How important is it for UX designers to first take a step back to figure out what that "ideal state" is, before carrying out the incremental improvements? The former will exhaust more time & resources before outputs are produced, but the latter runs the risk of "improving a horse when we should be designing a car".
It is very important that from the start that a UX designer does not think they know the ideal state. To approach a problem thinking one already knows the solution is one of the biggest mistakes designers make. A large part of the reason UX Design exists is to tackle this issue head on.
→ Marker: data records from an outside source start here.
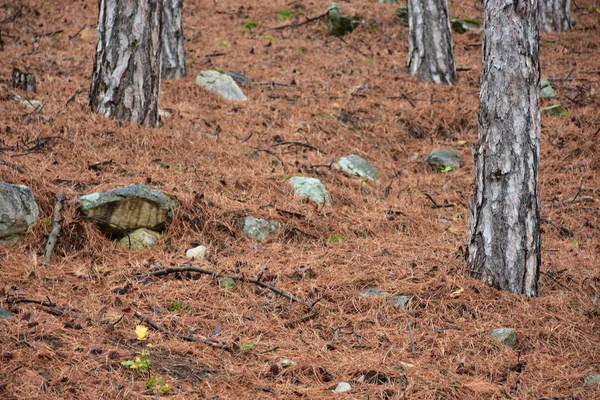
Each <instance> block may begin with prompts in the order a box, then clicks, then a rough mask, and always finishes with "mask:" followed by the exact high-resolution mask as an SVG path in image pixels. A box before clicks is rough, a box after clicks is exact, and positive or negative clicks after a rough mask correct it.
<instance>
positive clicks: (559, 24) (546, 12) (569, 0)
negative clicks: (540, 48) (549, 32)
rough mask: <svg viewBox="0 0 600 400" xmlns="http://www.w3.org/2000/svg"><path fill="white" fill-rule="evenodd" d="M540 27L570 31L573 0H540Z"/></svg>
mask: <svg viewBox="0 0 600 400" xmlns="http://www.w3.org/2000/svg"><path fill="white" fill-rule="evenodd" d="M538 27H539V29H540V30H541V31H546V32H553V31H557V32H564V31H570V30H571V29H572V28H573V26H572V24H571V0H539V5H538Z"/></svg>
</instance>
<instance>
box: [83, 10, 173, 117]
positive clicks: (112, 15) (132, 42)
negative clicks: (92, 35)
mask: <svg viewBox="0 0 600 400" xmlns="http://www.w3.org/2000/svg"><path fill="white" fill-rule="evenodd" d="M161 26H162V0H100V15H99V19H98V45H97V47H96V57H95V60H94V74H93V76H92V84H91V88H90V97H89V105H90V107H91V109H92V111H94V112H97V113H100V114H103V115H105V116H107V117H110V118H115V119H119V120H125V121H129V122H135V123H138V124H141V125H145V126H148V127H154V126H157V124H158V122H159V117H158V101H159V91H160V61H161V58H160V57H161V40H160V34H161Z"/></svg>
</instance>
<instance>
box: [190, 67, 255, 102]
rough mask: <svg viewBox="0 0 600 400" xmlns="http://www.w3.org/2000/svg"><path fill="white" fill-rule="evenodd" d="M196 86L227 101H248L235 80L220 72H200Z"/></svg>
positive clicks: (196, 79)
mask: <svg viewBox="0 0 600 400" xmlns="http://www.w3.org/2000/svg"><path fill="white" fill-rule="evenodd" d="M196 84H197V85H199V86H202V87H204V88H205V89H206V90H208V91H210V92H213V93H216V94H218V95H219V96H221V97H223V98H225V99H227V100H231V101H246V100H248V98H247V97H246V96H245V95H244V93H243V92H242V90H241V89H240V87H239V86H238V85H237V83H235V80H234V79H233V78H232V77H231V76H229V75H227V74H225V73H222V72H219V71H202V72H200V73H199V74H198V76H196Z"/></svg>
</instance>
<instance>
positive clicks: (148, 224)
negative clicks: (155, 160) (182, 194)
mask: <svg viewBox="0 0 600 400" xmlns="http://www.w3.org/2000/svg"><path fill="white" fill-rule="evenodd" d="M77 201H78V203H79V209H80V210H81V213H82V214H83V215H85V216H86V217H89V218H90V219H91V220H92V221H94V222H96V223H97V224H98V226H99V227H100V229H102V230H103V231H104V232H105V233H116V234H123V231H132V230H135V229H140V228H145V229H151V230H154V231H159V232H160V231H162V230H164V229H165V226H166V224H168V223H169V222H170V221H171V219H172V217H173V210H174V209H175V208H176V207H177V206H178V205H179V203H178V202H177V201H176V200H174V199H172V198H171V197H169V196H167V195H166V194H164V193H163V192H160V191H158V190H154V189H150V188H149V187H148V186H146V185H139V184H138V185H131V186H126V187H121V188H117V189H113V190H109V191H106V192H96V193H91V194H86V195H85V196H81V197H79V198H78V199H77Z"/></svg>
The point of UX Design is to examine what users actually need via research and analysis. As such, in a way yes, the first thing to be done should be to take a step back and look at the challenge the users are faced with, and figure out what you need to figure out and how to get to there. Basically the primary challenge of UX is to ask the right question. Considering what the answer to this question is, only comes at a much later stage once the research is done.
Even once we get to the development stage its not a particularly good idea for a UX Designer to 'know' the ideal state and then work towards this. If you already think you know what the ideal state is then why not design that right away?
What we should know is what the ideal state will accomplish for the user, however not what it will actually look and feel like. The point of incremental improvements from a UX POV is to discover and alter the vision of what the end product will look like. To experiment with different possibilities to see which would work best for the user. It's quite a different situation to programming or graphic design, where you should have a clear image of your final product before you even start working.
TLDR: UX is about discovery. The hard part is in figuring out what the question is, not providing the answer.
One of the first things to set out when working on any project is the ultimate goal - in you example this would be the "ideal state". This would form a part of the first discovery/ideate phase of your project.
However, when working incrementally, it's easy to miss the fact that users' goals change with each iteration. If you're working in Agile (I'm assuming you are because you're talking about making incremental changes) each sprint should have it's own mini discovery phase where you look at that long term goal and see if it's still relevant as well as uncovering any issues that might be relevant to the particular increment you are focussing on for that sprint.